When he chose Richard's older brother Derek to take over as president of the brewery in 1981, it left an irreparable rift between the two brothers. Richard spent most of the 1990s battling his brother in court for control of the company, and the two were on cool terms at the time of his death.
Despite his personal wealth, Richard could be stingy with those close to him - prosecutors say Connie was kept on a $2,000-a-month allowance, and expected to provide her husband with receipts of her purchases.
Meanwhile, he was having a new yacht built in Spain just a couple of years after he had purchased his "old" one.
He was willing to shell out cash to keep things in the family however. When Dennis nearly lost his house in his divorce, his father gave him a $538,000 loan. That loan became a key piece of evidence for the prosecution, who said in court that Dennis murdered his father over money.
The truth was Dennis, a financial adviser, was deep in debt. He had maxed out a $163,000 line of credit and a $27,000-limit credit card. The day before his father was killed, Dennis's monthly cheque to cover the interest on the loan bounced. But Dennis told the court money troubles didn't worry him. "It's stuff we always did and it was a continuation of that."
Lutz, a former vice chair of the Canadian Council of Criminal Defence Lawyers, estimates Dennis's legal defence is the most expensive murder defence in Canadian history.
Just days before Justice Terrence Morrison was due to deliver his sentence, the accused was calmly mowing the front lawn of his Rothesay estate. Wearing a T-shirt and shorts and riding a lawnmower, an observer might be forgiven for thinking Dennis was more concerned about the height of his grass than the impending decision.
On Friday, that decision was given. In a courtroom packed with friends and family, media and local onlookers, Justice Terrence Morrison pronounced Dennis Oland not guilty of murdering his father.
Though his decision exonerated Dennis, it did so with an asterisk. "There is much to implicate Dennis Oland in this crime," Justice Morrison said. "But more than suspicion is needed in order to convict someone of murder - probability is not enough."
The prosecution didn't have a murder weapon, a clear time of death or significant DNA evidence to tie Dennis to the crime. A few bloodstains matching Richard's DNA were found on Dennis's brown Hugo Boss sportcoat, but no blood was found in his car or on his shoes
His legal team says no other suspects were found because police had tunnel vision when they investigated him.

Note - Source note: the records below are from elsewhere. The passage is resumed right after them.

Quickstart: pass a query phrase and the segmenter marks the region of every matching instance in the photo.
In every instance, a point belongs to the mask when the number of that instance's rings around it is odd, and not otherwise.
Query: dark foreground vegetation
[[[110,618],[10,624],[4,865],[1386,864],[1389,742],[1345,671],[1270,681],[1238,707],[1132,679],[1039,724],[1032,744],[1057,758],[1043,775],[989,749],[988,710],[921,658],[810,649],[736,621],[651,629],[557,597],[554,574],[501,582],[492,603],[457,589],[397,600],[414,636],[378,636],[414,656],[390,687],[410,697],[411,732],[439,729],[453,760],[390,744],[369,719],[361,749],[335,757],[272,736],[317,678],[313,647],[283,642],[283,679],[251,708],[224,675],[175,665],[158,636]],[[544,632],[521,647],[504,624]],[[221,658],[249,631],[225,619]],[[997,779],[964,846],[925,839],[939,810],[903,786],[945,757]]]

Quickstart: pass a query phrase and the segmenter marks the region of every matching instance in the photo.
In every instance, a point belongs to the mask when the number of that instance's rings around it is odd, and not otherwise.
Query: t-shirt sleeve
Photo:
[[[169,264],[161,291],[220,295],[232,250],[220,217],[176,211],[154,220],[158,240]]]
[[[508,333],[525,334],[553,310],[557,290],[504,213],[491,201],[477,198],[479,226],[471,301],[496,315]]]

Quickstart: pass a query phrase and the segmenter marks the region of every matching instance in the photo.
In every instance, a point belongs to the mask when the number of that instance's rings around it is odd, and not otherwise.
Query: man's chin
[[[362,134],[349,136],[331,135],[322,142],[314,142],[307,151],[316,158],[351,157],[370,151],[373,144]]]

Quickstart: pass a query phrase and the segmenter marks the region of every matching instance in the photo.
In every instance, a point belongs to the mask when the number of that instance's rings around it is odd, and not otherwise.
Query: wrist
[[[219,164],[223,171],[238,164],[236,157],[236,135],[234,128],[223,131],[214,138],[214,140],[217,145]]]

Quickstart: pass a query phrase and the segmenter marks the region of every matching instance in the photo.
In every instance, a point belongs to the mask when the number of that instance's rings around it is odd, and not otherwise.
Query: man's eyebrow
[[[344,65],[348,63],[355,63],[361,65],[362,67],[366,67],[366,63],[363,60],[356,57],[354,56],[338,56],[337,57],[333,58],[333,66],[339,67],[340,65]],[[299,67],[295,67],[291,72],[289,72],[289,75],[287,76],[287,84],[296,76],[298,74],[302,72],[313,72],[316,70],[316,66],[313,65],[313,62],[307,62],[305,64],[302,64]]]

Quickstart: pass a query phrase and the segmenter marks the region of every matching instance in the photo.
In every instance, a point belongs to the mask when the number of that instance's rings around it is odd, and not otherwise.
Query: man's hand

He was the last person known to see his father alive. If the judge's not-guilty verdict was not a resounding endorsement of innocence, it will have to do. "In this case there are too many missing puzzle pieces," Justice Morrison says.
We know that on the night Richard died, Dennis stopped by his father's uptown Saint John office to talk about family history. Then Dennis got in his Volkswagen Golf and drove off towards his mansion located in the toney neighbourhood of Rothesay.
On the way, he made a stop at a nearby wharf. Sitting on the edge of the dock, he must have looked as if he was in a moment of philosophical introspection.
But what he thought about is still anyone's guess.